In 1997, Kerryn Goldsworthy returned to Adelaide and turned to freelance writing. She was a judge of the prestigious Miles Franklin Award for a year, until she resigned, along with two other judges, over a charter that changed the decision-making powers of the judges.[7] She has also served as a Visiting Research Fellow at the University of Adelaide[8] where she is a guest teacher in the Graduate Certificate course in Food Writing. She also writes for a number of weblogs. Goldsworthy's political views are left-wing. She once described herself as "an old fashioned feminist."[9] In 2013 Goldsworthy was awarded the Pascall Prize 'Australian Critic of the Year', Australia's major national award for criticism. Her essay, The Limit of the World, won her the 2017 Horne Prize.[10]

Bibliography

Books

  • Goldsworthy, Kerryn (1989). North of the Moonlight Sonata. McPhee Gribble.
  • Coast to Coast, HarperCollins Publishers (Australia) Pty Ltd (1 November 1986), ISBN 978-0-207-15300-6
  • Australian Love Stories, Oxford University Press (1997), ISBN 978-0-19-550601-3
  • Australian Women's Stories (edited by Kerryn Goldsworthy), Oxford University Press, ISBN 978-0-19-551295-3
  • Australian Short Stories, J.M. Dent & Sons (1986), ASIN B000J6Z1TK
  • Helen Garner (Australian Writers series), Oxford University Press, USA (1 May 1997), ISBN 978-0-19-553281-4

Book reviews

Date Review article Work(s) reviewed
2014 Goldsworthy, Kerryn (September 2014). "Liminality". Australian Book Review. 364: 11. London, Joan.
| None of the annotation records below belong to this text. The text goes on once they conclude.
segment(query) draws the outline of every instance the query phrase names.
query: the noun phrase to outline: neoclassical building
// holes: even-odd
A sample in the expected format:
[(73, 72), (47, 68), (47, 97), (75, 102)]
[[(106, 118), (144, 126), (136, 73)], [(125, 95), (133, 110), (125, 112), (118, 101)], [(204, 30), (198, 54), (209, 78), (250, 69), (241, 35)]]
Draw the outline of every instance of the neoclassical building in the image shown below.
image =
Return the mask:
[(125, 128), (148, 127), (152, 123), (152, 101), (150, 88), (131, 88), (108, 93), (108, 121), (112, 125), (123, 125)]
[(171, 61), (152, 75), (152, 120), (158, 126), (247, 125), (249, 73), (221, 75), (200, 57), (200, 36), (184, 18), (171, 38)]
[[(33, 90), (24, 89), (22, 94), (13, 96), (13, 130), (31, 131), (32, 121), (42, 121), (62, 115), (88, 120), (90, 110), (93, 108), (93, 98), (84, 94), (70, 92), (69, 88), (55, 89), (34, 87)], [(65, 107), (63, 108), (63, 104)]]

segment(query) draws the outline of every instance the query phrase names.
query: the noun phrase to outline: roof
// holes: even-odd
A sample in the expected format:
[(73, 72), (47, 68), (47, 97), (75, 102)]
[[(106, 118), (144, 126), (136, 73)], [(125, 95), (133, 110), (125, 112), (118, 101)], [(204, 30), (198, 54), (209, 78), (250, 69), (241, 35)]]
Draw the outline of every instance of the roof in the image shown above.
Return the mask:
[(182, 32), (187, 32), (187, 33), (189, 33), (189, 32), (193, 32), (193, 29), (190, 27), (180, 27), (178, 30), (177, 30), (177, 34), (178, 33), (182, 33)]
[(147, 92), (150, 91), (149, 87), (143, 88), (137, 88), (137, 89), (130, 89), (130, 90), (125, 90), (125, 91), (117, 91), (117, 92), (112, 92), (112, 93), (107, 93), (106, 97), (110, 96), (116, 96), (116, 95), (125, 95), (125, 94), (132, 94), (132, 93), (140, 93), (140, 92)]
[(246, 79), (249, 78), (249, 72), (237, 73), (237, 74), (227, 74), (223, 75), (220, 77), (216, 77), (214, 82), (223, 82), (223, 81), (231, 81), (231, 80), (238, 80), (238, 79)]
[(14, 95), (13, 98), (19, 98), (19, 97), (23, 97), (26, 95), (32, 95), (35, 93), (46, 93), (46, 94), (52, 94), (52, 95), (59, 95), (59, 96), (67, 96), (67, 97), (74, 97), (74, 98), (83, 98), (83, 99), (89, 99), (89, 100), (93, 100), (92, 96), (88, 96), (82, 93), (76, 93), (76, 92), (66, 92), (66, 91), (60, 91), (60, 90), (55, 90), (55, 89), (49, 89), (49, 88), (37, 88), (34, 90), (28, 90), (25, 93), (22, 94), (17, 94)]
The Golden Age. Vintage Australia.

References

  1. ^ "Kerryn Goldsworthy". ON LINE Opinion. Retrieved 29 April 2007.
  2. ^ "Articles by author". Australian Humanities Review. Archived from the original on 26 April 2007. Retrieved 29 April 2007.
  3. ^ "Items for Author "Goldsworthy, Kerryn"". Finders Academics Commons. Archived from the original on 22 August 2011. Retrieved 29 April 2007.
  4. ^ "Goldsworthy, Kerryn (a.k.a. Goldsworthy, Kerryn Lee)". AustLit. Retrieved 29 April 2007.
  5. ^ "ABR Critics Goldsworthy". Australian Book Review. Archived from the original on 3 May 2007. Retrieved 1 May 2007.
  6. ^ "Needing His Signature". Australian Humanities Review. Archived from the original on 26 April 2007. Retrieved 30 April 2007.
  7. ^ Susan Wyndham (22 December 2004). "Judges storm out of Miles Franklin literary prize". The Sydney Morning Herald. Retrieved 29 April 2007.
  8. ^ "School of Humanities: Research Fellows / Adjuncts". University of Adelaide. Archived from the original on 9 July 2007. Retrieved 29 April 2007.
  9. ^ Susan Wyndham (31 March 2007). "Rich New Award for Feminist Fiction". The Sydney Morning Herald. Retrieved 4 May 2007.
  10. ^ "The Horne Prize - News". The Horne Prize. Archived from the original on 10 March 2020. Retrieved 4 December 2018.